A number of eager families amassed for Langley Township’s annual fire hall No. 3 open house in Aldergrove Tuesday evening.
What they witnessed, came as a surprise to everyone involved.
Midway through a fire-extinguishing demonstration put in place by on-call chief, Rob Vinette, the hall received a call for active atn 6:45 p.m.
In a flurry of mass bewilderment, two trucks – already fully-equipped for the dumpster fire demonstration – activated their sirens and raced off to a motor vehicle accident on 16 Avenue and 272 Street.
Vinette exclaimed, “I think they’ll be the first ones on the scene!”
Another member, Kyle Power, said aloud to his comrades: “What are the odds?”
Upon the crews return back to the hall, Vinette told the Aldergrove Star those involved in the crash were able to make it out of the car prior to their arrival.
The injured were promptly seen by B.C. ambulance services technicians thereafter, he assured.
Local father Justin Howell, who worked as a volunteer firefighter on Galiano Island for a few years, says the job isn’t easy.
Howell admits his 5-year-old son Liam has been bugging him about going to the fire hall’s annual open house for awhile.
Before attending, the child dressed in his Halloween firefighter costume, complete with reflective safety stripes and a firefighter’s helmet.
“On our drive here Liam was telling me ‘this way… now go here… turn right dad it’s beside the store’,” knowing off by heart the directions to his favourite place.
“Every time we drive by the hall he tells me ‘we gotta go there!” The father remarked.
Other eager children tried their hand at operating fire hoses with the help of experienced members including firefighter Matt D’Andrea.

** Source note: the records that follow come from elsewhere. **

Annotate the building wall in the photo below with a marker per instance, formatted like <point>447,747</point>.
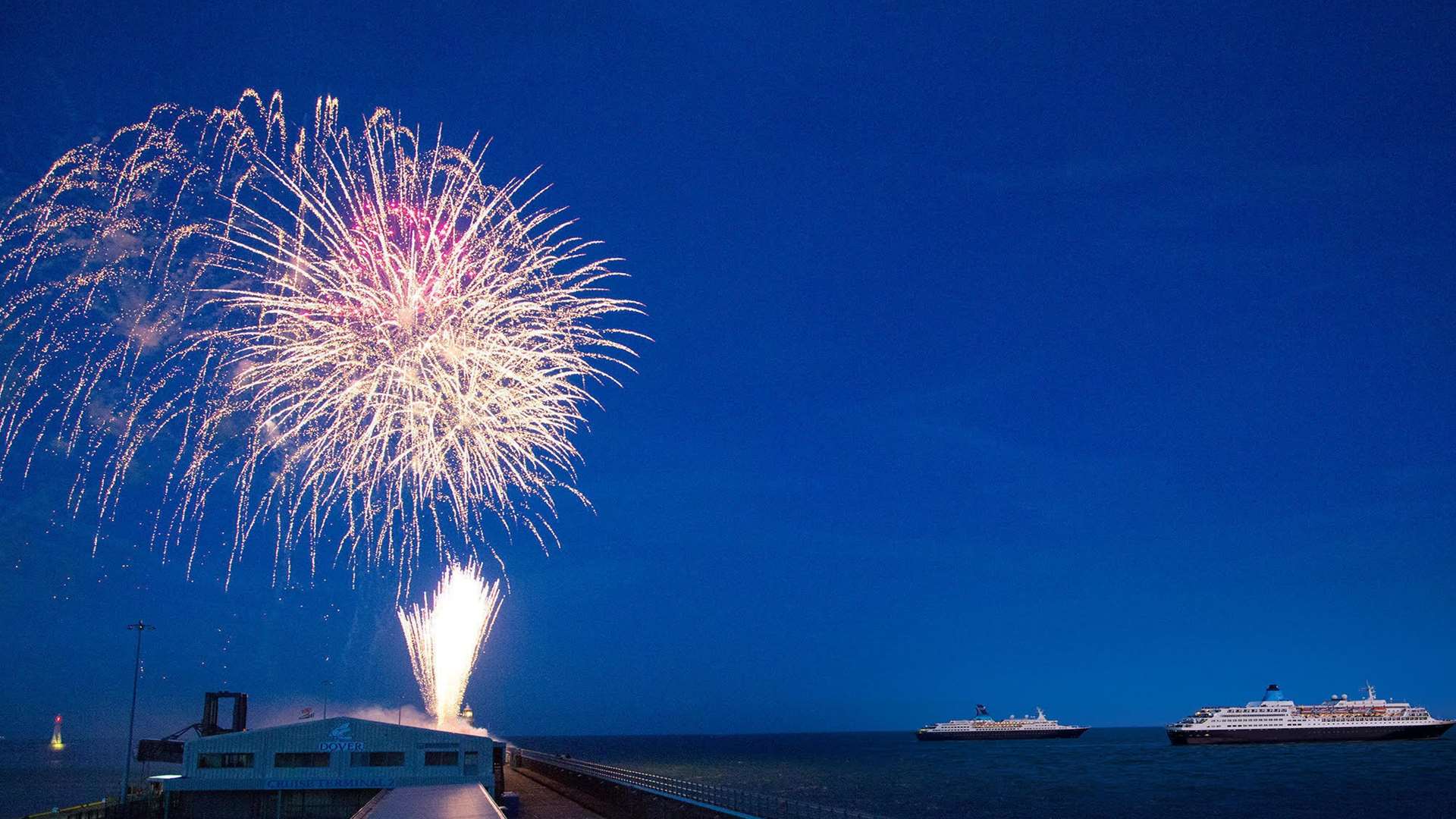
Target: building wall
<point>340,738</point>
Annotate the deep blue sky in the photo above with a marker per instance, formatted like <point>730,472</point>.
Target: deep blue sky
<point>1098,360</point>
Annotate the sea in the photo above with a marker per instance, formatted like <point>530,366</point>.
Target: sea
<point>1130,773</point>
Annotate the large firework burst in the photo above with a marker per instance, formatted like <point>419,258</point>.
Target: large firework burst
<point>446,632</point>
<point>350,335</point>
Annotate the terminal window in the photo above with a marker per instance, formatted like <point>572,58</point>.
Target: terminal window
<point>378,758</point>
<point>224,760</point>
<point>308,760</point>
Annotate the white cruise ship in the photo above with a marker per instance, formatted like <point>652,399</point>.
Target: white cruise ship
<point>1274,719</point>
<point>984,727</point>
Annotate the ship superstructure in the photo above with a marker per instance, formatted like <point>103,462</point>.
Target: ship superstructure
<point>1276,719</point>
<point>1012,727</point>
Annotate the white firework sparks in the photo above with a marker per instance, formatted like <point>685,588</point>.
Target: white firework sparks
<point>444,635</point>
<point>356,337</point>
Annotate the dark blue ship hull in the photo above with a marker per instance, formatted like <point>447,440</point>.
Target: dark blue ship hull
<point>1030,733</point>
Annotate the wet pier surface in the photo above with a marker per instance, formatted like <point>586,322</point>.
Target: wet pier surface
<point>541,802</point>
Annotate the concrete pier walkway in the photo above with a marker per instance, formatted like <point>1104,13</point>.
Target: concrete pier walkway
<point>541,802</point>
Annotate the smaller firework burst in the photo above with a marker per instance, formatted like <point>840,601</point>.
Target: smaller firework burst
<point>446,632</point>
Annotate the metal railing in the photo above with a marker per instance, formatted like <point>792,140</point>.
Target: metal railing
<point>759,805</point>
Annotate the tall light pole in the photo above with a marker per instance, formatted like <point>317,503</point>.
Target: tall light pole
<point>136,675</point>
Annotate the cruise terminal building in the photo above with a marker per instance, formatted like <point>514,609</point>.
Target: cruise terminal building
<point>322,768</point>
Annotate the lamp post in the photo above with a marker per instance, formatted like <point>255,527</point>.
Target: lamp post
<point>136,675</point>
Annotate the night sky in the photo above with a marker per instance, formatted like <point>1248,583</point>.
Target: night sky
<point>1098,360</point>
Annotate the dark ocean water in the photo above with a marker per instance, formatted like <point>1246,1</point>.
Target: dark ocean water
<point>1107,773</point>
<point>33,777</point>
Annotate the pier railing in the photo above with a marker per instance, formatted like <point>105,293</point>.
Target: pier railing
<point>752,803</point>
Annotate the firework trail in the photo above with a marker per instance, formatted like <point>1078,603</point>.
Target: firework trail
<point>321,328</point>
<point>444,635</point>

Open houses are held each year in June, as a part of the Township’s fire safety and educational initiatives.
The free event gave children and their parents a chance to meet local firefighters, see equipment used for the job, tour inside fire trucks and learn more about what best to do in an emergency.
Central Fraser Valley Search and Rescue team members were also on site with a jet boat and emergency radio systems as well as scanning lights kids could test out.